Monday, December 17, 2007

A Terrible Hurt, and a fascinating legacy

I came across this 1996 article by Ginu Kamani comparing the books written by Mircea Eliade and Maitreyi Devi about the two sides of their "love affair". Fascinating article, and I recommend everyone to read it.

For the uninitiated, Mircea Eliade is a Romanian scholar and former professor of history of religion at the University of Chicago who, in 1930, had a 3 month love affair in Calcutta with a then 16-year old Bengali girl, Maitreyi Devi. He went back and wrote about his "passionate" affair in this famous book called La Nuit Bengali, or Bengal Nights.

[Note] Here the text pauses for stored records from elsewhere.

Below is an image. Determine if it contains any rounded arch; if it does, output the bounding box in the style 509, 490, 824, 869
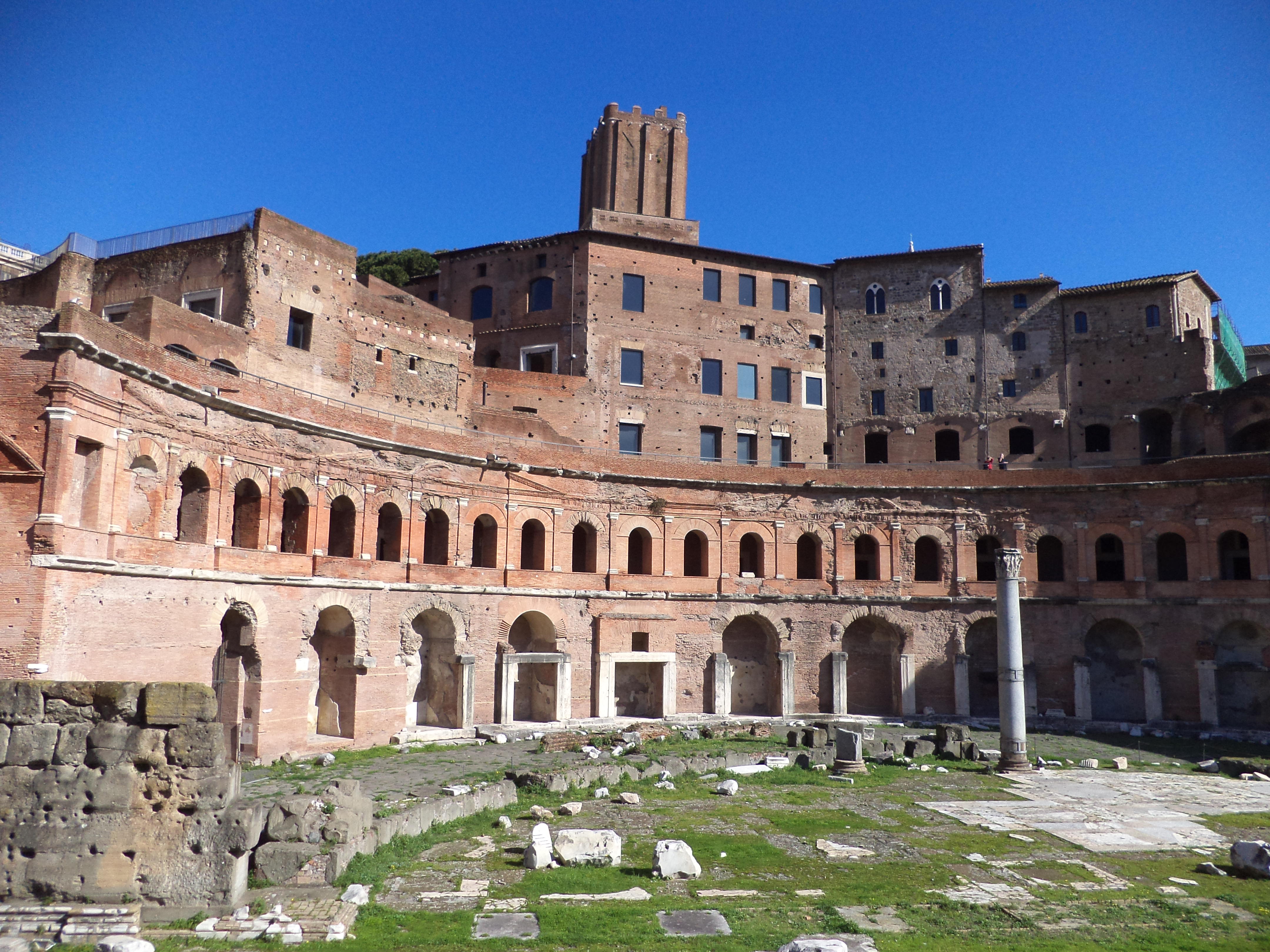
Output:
1084, 617, 1147, 721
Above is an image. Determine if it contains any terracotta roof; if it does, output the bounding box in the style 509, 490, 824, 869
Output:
983, 274, 1062, 288
1058, 271, 1222, 301
833, 245, 983, 264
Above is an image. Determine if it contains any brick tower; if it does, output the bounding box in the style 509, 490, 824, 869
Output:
578, 103, 700, 245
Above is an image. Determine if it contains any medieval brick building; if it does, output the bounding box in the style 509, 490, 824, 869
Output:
0, 105, 1270, 759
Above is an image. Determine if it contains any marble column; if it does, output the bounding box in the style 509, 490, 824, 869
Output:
996, 548, 1027, 770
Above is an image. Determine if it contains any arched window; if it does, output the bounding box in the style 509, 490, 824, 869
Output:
931, 278, 952, 311
855, 536, 878, 581
683, 529, 710, 579
741, 532, 763, 579
935, 430, 961, 463
974, 536, 1001, 581
1036, 536, 1063, 581
423, 509, 449, 565
570, 522, 596, 572
472, 515, 498, 569
1084, 423, 1111, 453
471, 287, 494, 321
282, 487, 309, 555
865, 284, 886, 314
1217, 531, 1252, 581
230, 480, 260, 548
1138, 410, 1174, 463
1010, 427, 1036, 456
521, 519, 547, 572
798, 532, 823, 579
913, 536, 944, 581
626, 528, 653, 575
1094, 533, 1124, 581
529, 278, 554, 311
326, 496, 357, 559
375, 503, 401, 562
1156, 532, 1186, 581
176, 466, 212, 542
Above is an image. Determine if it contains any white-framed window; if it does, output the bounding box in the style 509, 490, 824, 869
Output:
180, 288, 221, 320
803, 371, 824, 410
102, 301, 132, 324
521, 344, 556, 373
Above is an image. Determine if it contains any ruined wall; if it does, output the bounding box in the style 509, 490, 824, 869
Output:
0, 681, 255, 906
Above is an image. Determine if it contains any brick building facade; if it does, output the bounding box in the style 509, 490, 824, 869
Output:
0, 105, 1270, 759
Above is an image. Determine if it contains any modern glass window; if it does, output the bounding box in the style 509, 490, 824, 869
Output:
471, 286, 494, 321
701, 358, 723, 396
622, 274, 644, 312
617, 423, 644, 456
803, 373, 824, 406
529, 278, 554, 311
772, 435, 794, 466
772, 279, 790, 311
701, 268, 723, 301
772, 367, 790, 404
622, 348, 644, 387
701, 427, 723, 463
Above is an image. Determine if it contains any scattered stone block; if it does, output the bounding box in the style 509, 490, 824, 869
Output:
472, 913, 539, 941
653, 839, 701, 880
1231, 839, 1270, 880
555, 832, 622, 866
656, 909, 731, 936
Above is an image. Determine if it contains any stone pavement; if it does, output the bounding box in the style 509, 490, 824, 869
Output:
921, 769, 1270, 853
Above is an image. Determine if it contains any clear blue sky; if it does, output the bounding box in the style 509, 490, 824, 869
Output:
0, 0, 1270, 343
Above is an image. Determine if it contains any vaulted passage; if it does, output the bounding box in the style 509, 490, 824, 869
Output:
842, 619, 904, 716
723, 614, 780, 716
1084, 618, 1147, 721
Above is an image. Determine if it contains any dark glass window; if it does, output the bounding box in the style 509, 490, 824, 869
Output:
772, 279, 790, 311
701, 427, 723, 463
622, 274, 644, 311
622, 348, 644, 386
701, 268, 723, 301
529, 278, 554, 311
772, 367, 790, 404
701, 358, 723, 395
617, 423, 644, 456
471, 287, 494, 321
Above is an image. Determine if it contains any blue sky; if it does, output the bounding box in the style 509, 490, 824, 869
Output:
0, 0, 1270, 343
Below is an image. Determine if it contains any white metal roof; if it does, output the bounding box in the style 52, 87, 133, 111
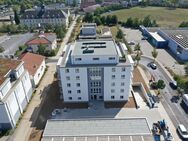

Maitreyi Devi, who grew up to become a literature scholar in her own right, did not find out about the book until several decades later, and becomes outraged by the erotic claim of the book written about her. She decides to tell her own story, and confront Eliade. As a Tagore scholar, she accepts an invitation to a lecture at University of Chicago in 1972, and shows up at the office of Mircea Eliade unannounced, and confronts him, 42 years after their supposed affair.

The recounting of the affair and the confrontation becomes her 1974 best-selling book, Na Hanyate, or It does not Die (literal meaning, It can not be killed, referring to the soul). She successfully blocks English translation of both books until 1993, after her death.

I've read La Nuit Bengali when I was a teenager, and loved the book. Despite attempts by my good friend, Shatil, I never read her side of the story, which denies the physical nature of the affair, but acknowledges how she felt as a Bengali girl in the 1930s embarking on a love affair in their own home, and how she carried a torch for him for so many years.